When asked for his vision for the coming ten years, the General is very clear: ”First we start with the human factors. This is the big investment and development actually. Throughout the armed forces we are changing the skills and capabilities we have. This to make them ready for the future, for any plan and any operation.”
The King Hussein College at Mafraq Air Base houses the flight training squadrons of the Air Force. “We changed the status of the flying school and it’s now accredited by the Al Bayt university in Jordan. It’s nowadays a college where students can get a degree in aviation. There are majors in for example air traffic controlling, air navigation and meteorology. This system started the first of December” General Aljobour explained.
Students, who will be flying fixed wing aircraft, will first join the 4 Squadron, which is equipped with 11 T67-M260 Fireflies and is responsible for the primary flight training. After 17 sorties a student should be able to fly solo. In total 89 sorties will be flown before the student can continue with the Advanced Flight training on the Casa 101CC with 11 Squadron. Here the student will fly over 100 hours. After graduation the Director of Training will assign the graduates to either the fixed wing transport squadrons for further operational training within the squadrons or the 17 Squadron for the lead-in fighter pilot training.

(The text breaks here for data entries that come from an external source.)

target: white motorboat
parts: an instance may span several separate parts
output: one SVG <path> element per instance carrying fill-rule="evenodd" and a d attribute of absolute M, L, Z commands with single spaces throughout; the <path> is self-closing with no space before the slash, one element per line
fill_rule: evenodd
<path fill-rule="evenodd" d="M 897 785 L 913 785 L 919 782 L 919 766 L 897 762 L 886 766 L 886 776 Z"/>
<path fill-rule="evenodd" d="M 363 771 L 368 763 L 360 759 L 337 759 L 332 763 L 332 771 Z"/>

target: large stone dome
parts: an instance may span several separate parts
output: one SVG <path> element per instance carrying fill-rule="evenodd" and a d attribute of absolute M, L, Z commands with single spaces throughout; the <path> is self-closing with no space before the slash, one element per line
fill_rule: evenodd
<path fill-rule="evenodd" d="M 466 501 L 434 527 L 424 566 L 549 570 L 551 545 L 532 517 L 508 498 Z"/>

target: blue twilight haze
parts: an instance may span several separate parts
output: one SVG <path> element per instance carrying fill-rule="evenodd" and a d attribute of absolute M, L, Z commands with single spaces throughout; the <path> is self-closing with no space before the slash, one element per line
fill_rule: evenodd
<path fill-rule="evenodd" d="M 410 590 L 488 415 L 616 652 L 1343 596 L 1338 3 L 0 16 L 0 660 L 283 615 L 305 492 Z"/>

Since one year rotary students will go straight to 5 Squadron for basic and advanced rotary training. Their Hughes 500D and E helicopters and AS.350 Ecureuils were replaced in April by eight brand new Robinson R.44 II helicopters. These have a cockpit equipped with Garmin GXT327 and Aspin EFD1000H Primary Flight Display. A student will fly 130 hours in one year before graduation and will then be assigned to an operational helicopter squadron for further training.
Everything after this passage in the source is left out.